Experience looking for various transcription services

Experience looking for various transcription services

January 9, 2024
2024
Python

Experience looking for various transcription services #

Our team keeps on recording various audio and video for internal documentation. We did find various paid offering but as an experiment we wanted to try doing transcription in Python. This blog post summarizes the experience we had:

Following were things we tried:

  1. Veed.io
  2. Sphinx
  3. SpeechRecognition
  4. DeepSpeech

Following are steps to setup SpeechRecognition

Step 1: Installing pre-requisit libraries #

Specifically install SpeechRecognition==3.8.1 version for the recognize_google to run.

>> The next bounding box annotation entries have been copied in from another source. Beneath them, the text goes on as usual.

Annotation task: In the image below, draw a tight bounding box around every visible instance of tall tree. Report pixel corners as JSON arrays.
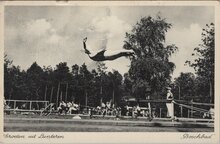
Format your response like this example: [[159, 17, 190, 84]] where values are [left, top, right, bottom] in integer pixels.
[[186, 23, 215, 102], [27, 62, 43, 100], [173, 73, 196, 101], [124, 16, 177, 98]]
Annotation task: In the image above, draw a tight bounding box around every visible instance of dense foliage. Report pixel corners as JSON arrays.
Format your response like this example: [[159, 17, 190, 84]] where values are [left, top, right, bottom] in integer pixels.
[[186, 23, 215, 102], [124, 16, 177, 98]]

 pip install SpeechRecognition==3.8.1
 pip install pydub
 pip install librosa
 pip install IPython
 pip install SoundFile

Step 2: Convert the .m4a file format to .wav file format #

Type the following on a python shell

 sound = AudioSegment.from_file("audio.m4a", format="m4a")
 sound.export("audio.wav", format="wav")

To achieve the same result using terminal command:

ffmpeg -i audio.m4a audio.wav

Step 3: Convert wave file into PCM format #

Librosa requires the audio file to be in 16hz and subtype=“PCM_16” format. Librosa is python package that allows audio analysis. Type the following in Python shell

 y, sr = librosa.load(f"audio.wav")
 ipd.Audio(y, rate=sr)

 print(f"y: {y}, sr: {sr}")

 data = librosa.resample(y, orig_sr=sr, target_sr=16000)
 ipd.Audio(data, rate=16000)

 sf.write("audio1.wav", data, 16000, subtype="PCM_16")

Same result can also be achieved using:

ffmpeg -i audio.wav -ar 16000 -acodec pcm_s16le audio1.wav

Step 4: Create chuncks of large audio file to increase transcription quality. #

Type the following in python shell

 audio = AudioSegment.from_file("audio1.wav")

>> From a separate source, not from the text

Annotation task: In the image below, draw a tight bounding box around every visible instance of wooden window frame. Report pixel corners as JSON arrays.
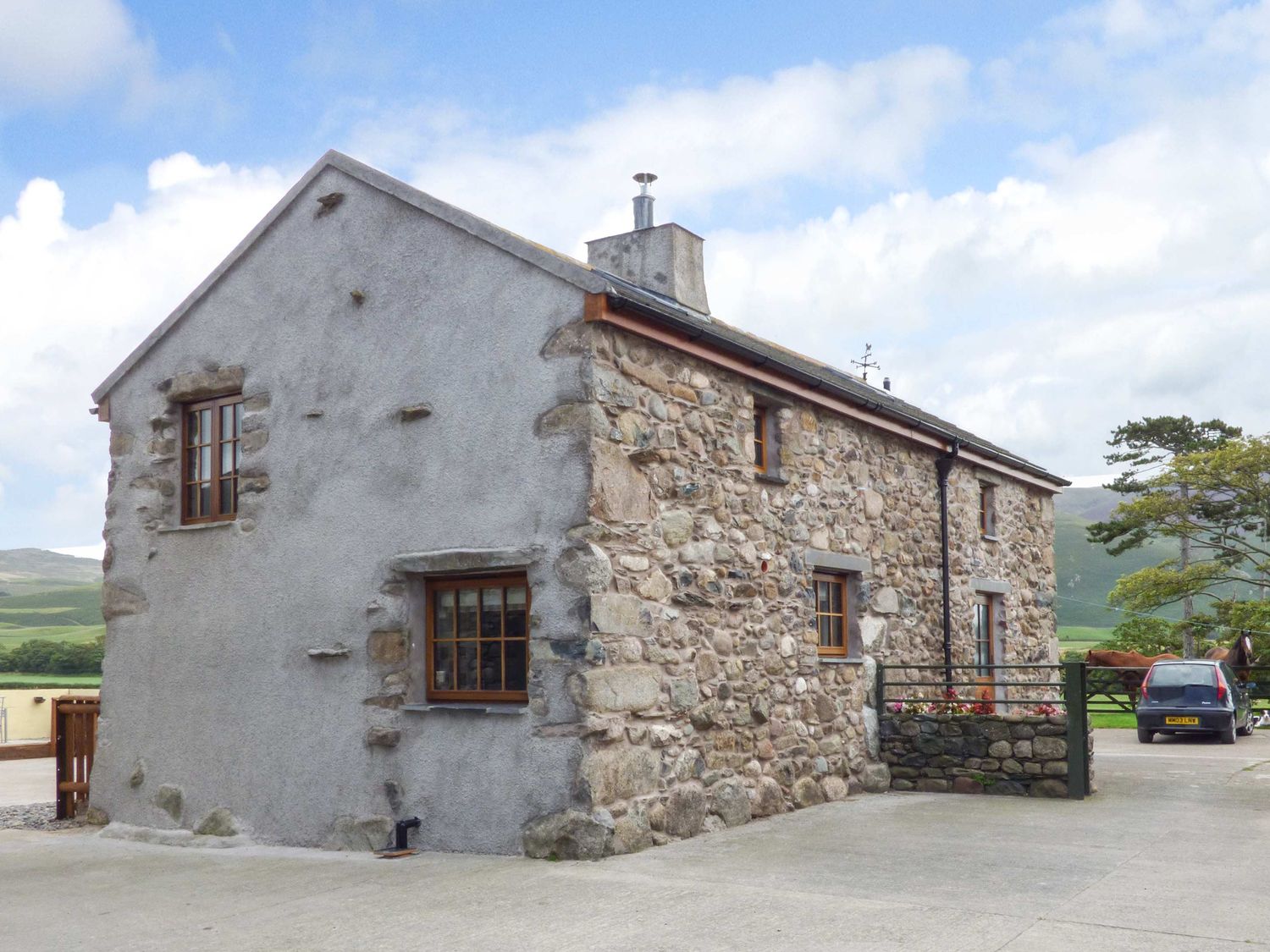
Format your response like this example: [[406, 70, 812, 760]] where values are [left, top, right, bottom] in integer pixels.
[[423, 573, 533, 703], [980, 482, 997, 538], [180, 393, 243, 526], [970, 592, 997, 678], [754, 404, 772, 472], [812, 571, 851, 658]]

 segment_length = 30 * 1000  # 30 seconds in milliseconds

 start_time = 0
 end_time = segment_length

 segments = []
 while end_time < len(audio):
     segment = audio[start_time:end_time]
     segments.append(segment)
     start_time += segment_length
     end_time += segment_length

 BASE_PATH = f"{os.getcwd()}/audio"
 if not os.path.exists(BASE_PATH):
     os.mkdir(BASE_PATH)

 for i, segment in enumerate(segments):
     segment.export(f"{BASE_PATH}/audio1_{i}.wav", format="wav")

Step 5: Transcribe the audio file chuncks into transcribed_text.txt #

 files = os.listdir(f"{os.getcwd()}/audio")
 sorted_files = sorted(files, key=lambda x: int(x.split('_')[-1].split('.')[0]))
 paragraph = []

 with open('transcribed_text.txt', 'w') as text_file:
     print("Transcribing audio...")
     for num, name in enumerate(sorted_files):
         # transcribe audio file
         AUDIO_FILE = f"audio/{name}"

         # use the audio file as the audio source
         r = sr.Recognizer()
         r.energy_threshold = 4000

         with sr.AudioFile(AUDIO_FILE) as source:
             audio = r.record(source)  # read the entire audio file
             try:
                 text = r.recognize_google(audio, language='en-US')  # Recognize speech using Google Web Speech API
                 print(f"text{num}: {text}")
                 paragraph.append(text)
             except sr.UnknownValueError:
                 print("Speech Recognition could not understand the audio")
                 print(" ")
             except sr.RequestError as e:
                 print(f"Could not request results from Google Web Speech API; {e}")
                 print(" ")
     print(paragraph)
     text_file.write(" ".join(paragraph))
 print("Transcription complete. Text saved to 'transcribed_text.txt'")